Assigning cost to these quantities is simply “outside the realm of design,” Mitchell said, noting that Sundt was not repurposing the design model but rather layering on additional construction-specific data in a parallel modeling effort.
Sundt used Land XML alignments and profiles, Civil 3D corridors and solids, surface data provided by subcontractor Pape Dawson Engineers and CAD linework as inputs to a parametric model that was “more pertinent to constructors,” said Cylwik, to include details like a trench around a utility. The contractor also used Revit to model bridge and gatehouse structures, which it then pulled into Civil 3D and supplemented with retaining wall information. Compared to a traditional 2D quantity takeoff, the 3D environment is “much more reactive,” he said. “If something changes, the model changes with it.”
Sundt pulled survey data and quantity information; cut cross sections every 25 feet, so that sequencing could account for many variations; then added Agtek data to plan for mass excavation. The design model appears to be a truer representation of what the finished product will look like, but omits details like these because they’re “not a pretty part of the project,” said Cylwik, nor are they relevant to what design contributors do.

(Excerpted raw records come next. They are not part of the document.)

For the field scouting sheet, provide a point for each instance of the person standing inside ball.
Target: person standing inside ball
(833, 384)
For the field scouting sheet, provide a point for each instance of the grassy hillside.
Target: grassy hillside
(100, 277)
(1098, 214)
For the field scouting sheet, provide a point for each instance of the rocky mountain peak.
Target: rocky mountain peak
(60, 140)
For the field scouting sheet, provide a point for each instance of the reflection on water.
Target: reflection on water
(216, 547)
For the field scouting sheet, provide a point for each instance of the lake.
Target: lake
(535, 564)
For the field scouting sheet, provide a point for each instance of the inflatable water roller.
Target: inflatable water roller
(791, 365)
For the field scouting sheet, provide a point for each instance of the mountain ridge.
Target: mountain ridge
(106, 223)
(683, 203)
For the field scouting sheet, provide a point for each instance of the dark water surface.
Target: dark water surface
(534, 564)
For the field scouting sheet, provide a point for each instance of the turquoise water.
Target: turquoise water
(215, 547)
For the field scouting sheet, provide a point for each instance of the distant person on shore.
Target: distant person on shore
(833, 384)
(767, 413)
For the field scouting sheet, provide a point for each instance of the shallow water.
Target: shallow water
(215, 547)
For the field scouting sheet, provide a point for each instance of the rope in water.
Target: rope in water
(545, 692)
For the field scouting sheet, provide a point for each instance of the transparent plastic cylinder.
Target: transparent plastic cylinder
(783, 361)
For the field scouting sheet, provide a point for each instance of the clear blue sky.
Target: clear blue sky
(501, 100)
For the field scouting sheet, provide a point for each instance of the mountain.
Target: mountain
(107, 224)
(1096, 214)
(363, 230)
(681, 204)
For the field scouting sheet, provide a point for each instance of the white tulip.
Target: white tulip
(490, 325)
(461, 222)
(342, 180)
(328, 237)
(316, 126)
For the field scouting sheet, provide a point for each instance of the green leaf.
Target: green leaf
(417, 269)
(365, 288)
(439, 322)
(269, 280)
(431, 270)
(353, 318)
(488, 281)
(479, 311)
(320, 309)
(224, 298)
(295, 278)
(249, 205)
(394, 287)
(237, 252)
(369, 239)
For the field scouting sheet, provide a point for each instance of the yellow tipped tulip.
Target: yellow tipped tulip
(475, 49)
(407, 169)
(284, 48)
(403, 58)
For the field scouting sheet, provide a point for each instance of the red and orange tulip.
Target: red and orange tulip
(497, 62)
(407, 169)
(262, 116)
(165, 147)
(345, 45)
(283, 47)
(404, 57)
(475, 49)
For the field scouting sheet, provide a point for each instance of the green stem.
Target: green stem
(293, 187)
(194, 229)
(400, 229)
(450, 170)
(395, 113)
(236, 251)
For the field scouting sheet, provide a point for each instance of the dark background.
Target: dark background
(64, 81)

Nevertheless, the construction model was made possible through design’s decision to work in a 3D environment. “That really allowed us to be able to get in and keep pace with design iterations and explore design options to ultimately bring this into the right budget,” he said. Modeling work that would have taken about 200 hours per iteration took 40 hours instead, thanks to HDR’s willingness to break down a silo and share its design intent data.
Interoperability from design to the field
Interoperability between programs was a key ingredient to the coordination, Cylwik noted, and this extended to model use during the construction phase, as well. Operations employees viewed the models in Navisworks or skimmed them from an iPad using BIM 360 Glue, Chad Yount, senior project manager at Sundt, told Construction Dive in an interview.

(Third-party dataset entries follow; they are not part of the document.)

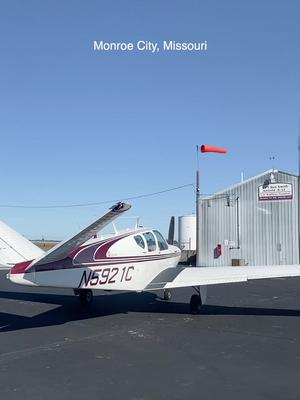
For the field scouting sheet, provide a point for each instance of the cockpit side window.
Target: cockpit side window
(162, 244)
(139, 241)
(150, 239)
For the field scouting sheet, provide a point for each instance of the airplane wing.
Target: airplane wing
(62, 250)
(15, 248)
(198, 276)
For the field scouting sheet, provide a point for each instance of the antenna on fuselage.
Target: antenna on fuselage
(115, 228)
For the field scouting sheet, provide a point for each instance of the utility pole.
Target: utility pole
(198, 215)
(204, 149)
(298, 180)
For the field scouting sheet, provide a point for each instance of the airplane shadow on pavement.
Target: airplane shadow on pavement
(68, 308)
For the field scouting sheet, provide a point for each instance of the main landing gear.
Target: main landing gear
(196, 302)
(85, 296)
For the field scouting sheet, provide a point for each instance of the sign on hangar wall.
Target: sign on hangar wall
(275, 191)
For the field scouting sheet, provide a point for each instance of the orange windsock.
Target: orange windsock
(205, 148)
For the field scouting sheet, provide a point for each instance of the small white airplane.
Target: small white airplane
(138, 260)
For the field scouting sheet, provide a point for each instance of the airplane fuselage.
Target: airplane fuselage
(125, 262)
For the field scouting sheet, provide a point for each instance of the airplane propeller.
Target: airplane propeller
(171, 231)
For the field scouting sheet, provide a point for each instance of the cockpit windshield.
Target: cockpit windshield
(162, 244)
(150, 239)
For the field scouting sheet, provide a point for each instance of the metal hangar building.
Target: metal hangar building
(252, 223)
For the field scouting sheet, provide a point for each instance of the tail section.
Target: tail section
(15, 248)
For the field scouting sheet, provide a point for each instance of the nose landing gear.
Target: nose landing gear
(85, 296)
(167, 294)
(196, 302)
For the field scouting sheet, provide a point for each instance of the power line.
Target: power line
(99, 202)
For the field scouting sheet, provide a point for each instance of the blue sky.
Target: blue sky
(81, 126)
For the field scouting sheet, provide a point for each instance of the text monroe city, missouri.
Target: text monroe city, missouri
(151, 47)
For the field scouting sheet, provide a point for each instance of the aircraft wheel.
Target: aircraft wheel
(195, 304)
(85, 297)
(167, 294)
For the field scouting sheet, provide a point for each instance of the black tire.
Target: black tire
(85, 297)
(195, 304)
(167, 294)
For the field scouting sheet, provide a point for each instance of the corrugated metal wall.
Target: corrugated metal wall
(268, 230)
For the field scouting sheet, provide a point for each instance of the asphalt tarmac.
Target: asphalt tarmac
(245, 344)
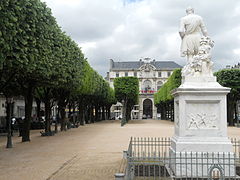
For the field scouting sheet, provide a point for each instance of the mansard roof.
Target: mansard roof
(134, 65)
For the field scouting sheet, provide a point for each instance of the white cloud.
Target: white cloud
(128, 30)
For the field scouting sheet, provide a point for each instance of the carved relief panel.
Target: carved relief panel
(202, 114)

The use of 3D modeling also saved his team many of the hassles that can come up on a more paper-based project, he added. Most clashes had been mitigated before reaching the field, and tasks Yount once thought impossible during an initial walkthrough of the site had been mapped out and sequenced.
Furthermore, the model became a powerful visual tool to help workers — who may have joined the project at a mid-way point or only for a few months — to understand their tasks in the context of the full project plans, Cylwik told Construction Dive. One superintendent, he said, would review the model with his crew at the beginning and end of each day to give workers a “clear picture of what they’re working towards and what the expectations are for what the product will look like when it’s done.”

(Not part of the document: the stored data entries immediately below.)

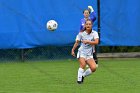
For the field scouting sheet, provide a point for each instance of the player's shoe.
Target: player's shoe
(97, 65)
(80, 82)
(82, 79)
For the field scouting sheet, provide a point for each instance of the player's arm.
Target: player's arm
(95, 42)
(82, 26)
(74, 47)
(92, 14)
(78, 39)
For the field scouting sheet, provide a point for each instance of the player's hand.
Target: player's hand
(90, 9)
(85, 41)
(72, 53)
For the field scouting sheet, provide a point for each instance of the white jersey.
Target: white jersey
(87, 49)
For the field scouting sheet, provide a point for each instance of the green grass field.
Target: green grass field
(112, 76)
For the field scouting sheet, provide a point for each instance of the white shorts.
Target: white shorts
(84, 56)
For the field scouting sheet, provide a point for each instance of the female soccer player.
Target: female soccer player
(89, 14)
(88, 39)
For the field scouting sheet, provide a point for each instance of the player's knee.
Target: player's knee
(93, 69)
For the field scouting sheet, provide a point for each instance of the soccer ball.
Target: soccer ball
(51, 25)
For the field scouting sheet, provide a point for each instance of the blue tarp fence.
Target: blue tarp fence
(23, 22)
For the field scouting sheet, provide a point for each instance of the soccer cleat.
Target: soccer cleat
(79, 82)
(97, 65)
(82, 79)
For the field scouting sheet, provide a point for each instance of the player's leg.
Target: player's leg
(95, 58)
(92, 67)
(81, 70)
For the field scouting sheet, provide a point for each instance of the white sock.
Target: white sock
(87, 72)
(80, 74)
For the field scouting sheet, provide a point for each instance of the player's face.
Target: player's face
(86, 13)
(88, 25)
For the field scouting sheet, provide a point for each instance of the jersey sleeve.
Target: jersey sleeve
(96, 36)
(82, 24)
(78, 37)
(93, 16)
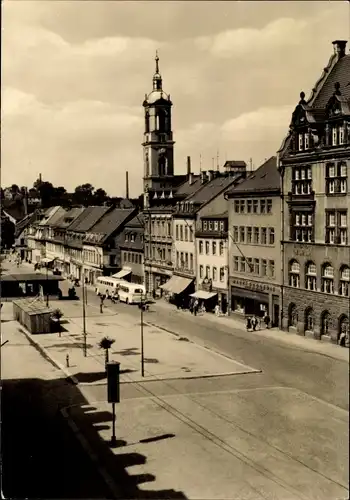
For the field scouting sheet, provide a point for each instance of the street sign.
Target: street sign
(113, 392)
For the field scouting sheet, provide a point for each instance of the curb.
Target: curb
(92, 455)
(45, 353)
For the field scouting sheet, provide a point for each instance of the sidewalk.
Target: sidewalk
(166, 357)
(325, 348)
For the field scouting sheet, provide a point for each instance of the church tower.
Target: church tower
(158, 144)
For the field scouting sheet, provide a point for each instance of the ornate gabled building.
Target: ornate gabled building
(314, 163)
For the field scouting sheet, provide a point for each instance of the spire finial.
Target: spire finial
(157, 62)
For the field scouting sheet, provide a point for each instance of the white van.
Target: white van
(131, 293)
(106, 285)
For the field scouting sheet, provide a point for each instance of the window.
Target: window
(242, 234)
(301, 180)
(294, 273)
(336, 178)
(256, 266)
(302, 227)
(256, 235)
(336, 227)
(242, 265)
(327, 278)
(310, 276)
(200, 246)
(344, 282)
(222, 273)
(249, 234)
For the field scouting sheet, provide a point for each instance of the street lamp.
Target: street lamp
(142, 350)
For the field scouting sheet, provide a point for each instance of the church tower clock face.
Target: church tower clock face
(158, 137)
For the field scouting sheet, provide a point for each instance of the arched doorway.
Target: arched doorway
(309, 320)
(343, 331)
(292, 315)
(325, 323)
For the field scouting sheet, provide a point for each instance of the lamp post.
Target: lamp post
(84, 317)
(142, 350)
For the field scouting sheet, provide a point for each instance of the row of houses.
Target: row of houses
(274, 241)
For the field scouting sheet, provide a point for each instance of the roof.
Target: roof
(67, 218)
(111, 222)
(52, 215)
(212, 188)
(340, 73)
(186, 189)
(265, 178)
(137, 221)
(88, 218)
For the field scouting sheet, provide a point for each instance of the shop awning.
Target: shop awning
(46, 260)
(203, 295)
(121, 274)
(176, 284)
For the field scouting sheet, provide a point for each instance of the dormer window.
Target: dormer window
(301, 142)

More than a few milestones speak to the success of this model-based and collaborative approach so far, the team says. After several twists and turns, the first phase of the project successfully debuted at the city’s tricentennial.
Another win, the team said, is that the dynamic between stakeholders has been, and continues to be, one of partnership and respect. “We don’t typically fire off an RFI and wait for a response,” Yount said, for example. Instead his team is in the habit of proactive discussions and personal interactions whenever possible, he noted, because “as soon as you can get to know somebody on a personal level … it’s harder to think that they have bad intentions.”
The team returned roughly $3 million to the owner in unused allowance money after the first segment was completed. They were able to circumvent some risks altogether, according to Mitchell, a feat that siloed stakeholders would have a more difficult time achieving.
Finally, the area has since seen ample economic returns in the form of new building construction, school districts and more, according to Yount.
“It’s thrilling as a constructor to be able to say we helped breathe life into this area,” said Cylwik, “in a way that’s responsible with taxpayer money, that really allowed us to be aggressive on a construction schedule and [to] keep a great relationship with the client and design team.”